Вторая часть – мгновенное и неотвратимое, как удар грома после молнии, философское обобщение (синтез): вначале дается афористический тезис: "Блажен, кто посетил сей мир / В его минуты роковые!", а затем исчерпывающее разъяснение его сокровенного образного смысла. Афоризм в зачине строфы занимает два первых стиха такого же охватного катрена, как и в первой части стихотворения; два следующих стиха зеркально отражаются в нем. В заключительном катрене нас подстерегает эффект обманутого ожидания: благодаря замене охватной рифмовки на перекрестную кардинально меняется интонация. Строфа и стихотворение в целом завершаются как бы укороченной мужской клаузулой, производящей впечатление убедительного заключительного аккорда. Отказавшись от рамочной композиции последнего полустрофия, поэт сохранил ее по отношению к строфе и всему стихотворению, усилив ее ассонансом ("мир-пил") и рифмой ("говорил-пил"). Что касается второго "законного" ее члена ("был"), он находят абсолютное соответствие в первой строфе и тем самым резко выдвигается по смыслу. С одной стороны, лишний раз уравниваются в правах частный случай, выражений в словах Цицерона, и общая закономерность. С другой стороны, многообразно, с предельной четкостью варьируется главная мысль произведения: истинного бытия удостаивается лишь тот, кто "застигнут ночью Рима был", кого "призвали на пир всеблагие" и кто "был допущен в их совет".

Так строится стройный Космос удивительного создания Тютчева, заключающий в себе сложную систему притяжений и отталкиваний, симметричных и асимметричных линий, напряженное поле образных и смысловых ассоциаций, живо напоминающих мерцающую бездну звездного неба.

Контрастный переход внутри восьмистишия от охватной рифмовки к перекрестной, который можно сравнить с внезапной сменой аллюра при верховой езде, в стихотворной поэтике Тютчева не единичен. К примеру, в стихотворении "Еще земли печален вид…", ‹1836›, также состоящем из двух строф, применен тот же самый прием, хотя и продиктованный, естественно, другими изобразительно-выразительными задачами:

 
Еще земли печален вид,
А воздух уж весною дышит,
И мертвый в поле стебль колышет,
И елей ветви шевелит.
Еще природа не проснулась,
Но сквозь редеющего сна
Весну послышала она,
И ей невольно улыбнулась…
Душа, душа, спала и ты…
Но что же вдруг тебя волнует,
Твой сон ласкает и целует
И золотит твои мечты?…
Блестят и тают глыбы снега,
Блестит лазурь, играет кровь…
Или весенняя то нега?…
Или то женская любовь?…
 

Стихотворение необыкновенно симметрично. В нем все сравнивается со всем – первая строфа со второй, полустрофия – друг с другом. При этом обнаруживаются не только сходства, но и различия. Как и в «Цицероне», самый эффектный удар по клавишам прибережен к финалу.

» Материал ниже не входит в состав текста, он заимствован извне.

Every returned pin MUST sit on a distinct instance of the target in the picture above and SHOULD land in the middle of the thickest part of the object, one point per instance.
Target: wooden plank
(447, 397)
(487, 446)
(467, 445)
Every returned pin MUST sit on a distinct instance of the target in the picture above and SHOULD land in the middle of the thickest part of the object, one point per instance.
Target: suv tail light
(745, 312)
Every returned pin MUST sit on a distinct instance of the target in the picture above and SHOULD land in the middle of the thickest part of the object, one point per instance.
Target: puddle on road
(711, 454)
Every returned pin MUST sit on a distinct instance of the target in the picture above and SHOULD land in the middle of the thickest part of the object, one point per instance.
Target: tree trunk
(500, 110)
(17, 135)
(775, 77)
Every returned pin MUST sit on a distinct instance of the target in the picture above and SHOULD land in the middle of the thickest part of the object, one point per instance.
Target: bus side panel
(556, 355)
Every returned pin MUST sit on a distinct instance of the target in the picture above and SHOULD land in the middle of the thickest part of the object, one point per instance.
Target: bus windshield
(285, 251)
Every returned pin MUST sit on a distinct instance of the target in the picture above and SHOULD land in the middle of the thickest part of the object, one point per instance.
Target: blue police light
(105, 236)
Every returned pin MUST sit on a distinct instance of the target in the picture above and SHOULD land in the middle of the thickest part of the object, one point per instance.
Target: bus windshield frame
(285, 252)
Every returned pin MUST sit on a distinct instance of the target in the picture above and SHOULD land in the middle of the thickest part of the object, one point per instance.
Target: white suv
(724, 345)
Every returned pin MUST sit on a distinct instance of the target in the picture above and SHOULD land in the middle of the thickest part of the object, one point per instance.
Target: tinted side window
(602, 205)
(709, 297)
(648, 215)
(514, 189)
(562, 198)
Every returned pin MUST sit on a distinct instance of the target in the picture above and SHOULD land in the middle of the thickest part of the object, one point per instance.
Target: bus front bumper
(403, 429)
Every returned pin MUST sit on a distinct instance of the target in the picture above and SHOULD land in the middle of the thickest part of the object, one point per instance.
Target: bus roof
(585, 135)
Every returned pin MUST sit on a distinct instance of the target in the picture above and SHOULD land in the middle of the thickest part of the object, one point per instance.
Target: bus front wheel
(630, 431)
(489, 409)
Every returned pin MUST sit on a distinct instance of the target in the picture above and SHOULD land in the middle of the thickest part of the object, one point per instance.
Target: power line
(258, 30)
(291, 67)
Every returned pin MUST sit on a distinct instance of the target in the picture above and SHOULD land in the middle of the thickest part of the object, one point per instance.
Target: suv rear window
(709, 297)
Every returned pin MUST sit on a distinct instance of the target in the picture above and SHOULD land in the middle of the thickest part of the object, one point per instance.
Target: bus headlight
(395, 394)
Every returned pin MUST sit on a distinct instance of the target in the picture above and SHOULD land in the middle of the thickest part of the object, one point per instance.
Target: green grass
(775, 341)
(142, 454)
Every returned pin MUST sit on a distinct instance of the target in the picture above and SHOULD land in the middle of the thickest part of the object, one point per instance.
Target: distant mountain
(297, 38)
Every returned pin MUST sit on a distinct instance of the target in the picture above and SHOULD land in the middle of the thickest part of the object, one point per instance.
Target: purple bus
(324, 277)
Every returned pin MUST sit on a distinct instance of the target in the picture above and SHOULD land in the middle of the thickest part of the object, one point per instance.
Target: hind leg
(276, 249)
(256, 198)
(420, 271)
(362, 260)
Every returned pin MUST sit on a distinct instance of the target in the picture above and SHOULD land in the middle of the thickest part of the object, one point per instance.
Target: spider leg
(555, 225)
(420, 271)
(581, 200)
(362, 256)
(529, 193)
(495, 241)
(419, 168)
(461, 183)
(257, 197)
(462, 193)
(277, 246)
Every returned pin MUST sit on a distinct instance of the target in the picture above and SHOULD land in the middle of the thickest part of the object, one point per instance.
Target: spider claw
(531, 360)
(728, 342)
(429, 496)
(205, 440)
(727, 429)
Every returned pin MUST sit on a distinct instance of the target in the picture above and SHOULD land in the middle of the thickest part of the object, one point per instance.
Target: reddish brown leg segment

Смена рифмовки мотивирована и предупреждена эмоционально яркой вопросительной интонацией, оформляющей к тому же самое важное в стихотворении сопоставление ("весенняя нега = женская любовь"). Поменяв местами последние две строки, поэт приурочивает эффект обманутого ожидания к неожиданному мотиву "женской любви", заставляя нас мысленно вернуться назад, чтобы убедиться в наличии тонких, едва различимых сигналов его грядущего явления: это и дышащий весною воздух, и невольная улыбка еще не проснувшейся природы, и лукавое обращение "Душа, душа, спала и ты", вначале несколько сбивающее нас с толку (не обращается ли поэт действительно к своей душе?), и вполне естественный вопрос о том, что волнует возлюбленную, ласкает и целует ее сон и золотит ее мечты, и, наконец, играющая кровь перед заключительным ответом-вопросом.

Носители романтической стиховой культуры, как уже отмечалось, сохраняли ей верность и в рамках реалистического направления. Пушкинско-лермонтовская линия в лице Ф. Тютчева, Ап. Майкова, Я. Полонского, А. Фета, Ап. Григорьева, Л. Мея, А. К. Толстого адаптировала применительно к новым содержательным комплексам не только традиционную строфику, но также метрику, ритмику и фонику с рифмой. Наряду с использованием уже апробированных временем форм упомянутые поэты много и охотно экспериментировали, существенно обогатив арсенал отечественной версификации в целом.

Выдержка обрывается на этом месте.